Basic code to build off of…
Load your expression data into R as a matrix or data frame
### txt
expression_data <- read.table("expression_data.txt", header=TRUE, sep="\t")
### csv
expression_data <- read.csv("expression_data.csv")
Normalize the expression data to account for technical variability and scale differences
library(DESeq2)
expression_dds <- DESeqDataSetFromMatrix(countData = expression_data,
colData = sample_info,
design = ~ condition)
Note that the DESeqDataSetFromMatrix function also requires a data frame sample_info with information about the samples, such as the experimental condition, and a formula specifying the design of the experiment. The DESeq2 package provides several normalization methods, including the default “SizeFactors” method.
Perform statistical tests to identify differentially expressed genes: DESeq() function
dds <- DESeq(expression_dds)
The DESeq2 package provides a likelihood-ratio test for the negative binomial distribution, which is the default test for identifying differentially expressed genes.
After the statistical tests have been performed, the resulting p-values can be adjusted for multiple testing to control the false discovery rate (FDR) using methods such as the Benjamini-Hochberg procedure. The adjusted p-values can then be used to identify differentially expressed genes. The limma, DESeq2, and EdgeR packages all offer functions for multiple testing correction.

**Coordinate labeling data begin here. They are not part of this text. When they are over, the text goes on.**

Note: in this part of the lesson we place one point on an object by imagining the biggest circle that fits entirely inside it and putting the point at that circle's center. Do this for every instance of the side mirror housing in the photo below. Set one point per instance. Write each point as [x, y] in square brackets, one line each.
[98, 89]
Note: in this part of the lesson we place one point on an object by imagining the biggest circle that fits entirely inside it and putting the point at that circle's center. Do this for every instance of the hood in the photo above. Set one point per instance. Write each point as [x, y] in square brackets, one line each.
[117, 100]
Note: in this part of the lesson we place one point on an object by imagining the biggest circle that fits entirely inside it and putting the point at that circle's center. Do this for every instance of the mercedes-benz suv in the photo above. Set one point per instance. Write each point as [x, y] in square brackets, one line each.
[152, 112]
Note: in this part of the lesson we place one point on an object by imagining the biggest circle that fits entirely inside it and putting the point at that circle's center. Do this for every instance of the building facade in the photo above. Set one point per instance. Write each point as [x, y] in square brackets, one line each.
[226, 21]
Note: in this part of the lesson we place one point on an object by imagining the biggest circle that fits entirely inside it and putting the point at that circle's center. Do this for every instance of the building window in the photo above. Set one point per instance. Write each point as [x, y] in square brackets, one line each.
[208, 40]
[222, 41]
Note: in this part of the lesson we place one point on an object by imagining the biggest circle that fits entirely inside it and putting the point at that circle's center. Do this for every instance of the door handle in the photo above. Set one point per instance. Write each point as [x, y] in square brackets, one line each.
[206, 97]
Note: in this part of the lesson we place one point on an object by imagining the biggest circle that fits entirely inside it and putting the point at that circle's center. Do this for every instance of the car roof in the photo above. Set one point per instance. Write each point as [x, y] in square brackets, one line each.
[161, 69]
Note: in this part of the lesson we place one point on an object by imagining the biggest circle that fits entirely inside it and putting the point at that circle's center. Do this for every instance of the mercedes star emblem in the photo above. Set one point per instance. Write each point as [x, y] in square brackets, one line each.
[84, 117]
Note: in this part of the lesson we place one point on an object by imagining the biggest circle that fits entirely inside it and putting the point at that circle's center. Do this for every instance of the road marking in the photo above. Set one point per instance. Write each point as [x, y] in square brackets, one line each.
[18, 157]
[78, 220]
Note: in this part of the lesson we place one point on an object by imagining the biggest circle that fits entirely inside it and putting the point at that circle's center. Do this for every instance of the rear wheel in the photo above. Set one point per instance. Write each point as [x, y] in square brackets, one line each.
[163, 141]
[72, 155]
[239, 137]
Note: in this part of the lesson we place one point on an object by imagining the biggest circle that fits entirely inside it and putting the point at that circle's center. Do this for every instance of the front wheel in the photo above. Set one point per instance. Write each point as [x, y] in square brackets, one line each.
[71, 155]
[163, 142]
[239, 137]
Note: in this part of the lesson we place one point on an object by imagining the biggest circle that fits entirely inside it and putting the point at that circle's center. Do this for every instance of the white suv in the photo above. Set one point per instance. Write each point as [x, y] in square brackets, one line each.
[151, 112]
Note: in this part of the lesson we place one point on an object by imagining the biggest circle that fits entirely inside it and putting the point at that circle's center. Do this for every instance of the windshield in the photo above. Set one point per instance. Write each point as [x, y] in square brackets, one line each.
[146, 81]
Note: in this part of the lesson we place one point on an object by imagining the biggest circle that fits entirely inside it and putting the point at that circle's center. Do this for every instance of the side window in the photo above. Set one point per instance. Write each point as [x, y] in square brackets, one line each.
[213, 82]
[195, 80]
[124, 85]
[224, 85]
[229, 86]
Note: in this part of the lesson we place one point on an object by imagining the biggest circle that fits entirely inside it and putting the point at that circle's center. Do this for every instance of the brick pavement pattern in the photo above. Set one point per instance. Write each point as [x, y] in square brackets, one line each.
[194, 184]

It is important to understand the assumptions and limitations of each statistical test and to choose the most appropriate test based on the characteristics of your data and the question you are trying to answer.
Correct for multiple testing to control for false positive results.
Multiple testing correction is an important step in differential expression analysis to control for false positive results due to the large number of hypothesis tests performed. Multiple testing correction adjusts the p-values obtained from the statistical tests to account for the number of tests performed and the probability of observing false positive results.
res <- results(dds)
res <- res[which(res$padj<0.05),]
Here, res$padj is a vector of adjusted p-values, and the resulting data frame res only includes rows for genes with adjusted p-values less than 0.05.
Visualize and interpret the results
Volcano plots: Volcano plots display the log2 fold-change of each gene on the x-axis and its corresponding -log10 adjusted p-value on the y-axis. Genes that are significantly differentially expressed are plotted as dots, and the dots are colored based on the direction of the log2 fold-change.
Heatmaps: Heatmaps display the expression levels of a subset of genes as a matrix, where each row represents a gene and each column represents a sample. The expression levels are represented as colors, with red indicating high expression and green indicating low expression.
Principal component analysis (PCA) plots: PCA plots display the first two principal components of the expression data, which summarize the variability in the data. Samples with similar expression profiles will cluster together in the plot, and the first two principal components explain the most variability in the data.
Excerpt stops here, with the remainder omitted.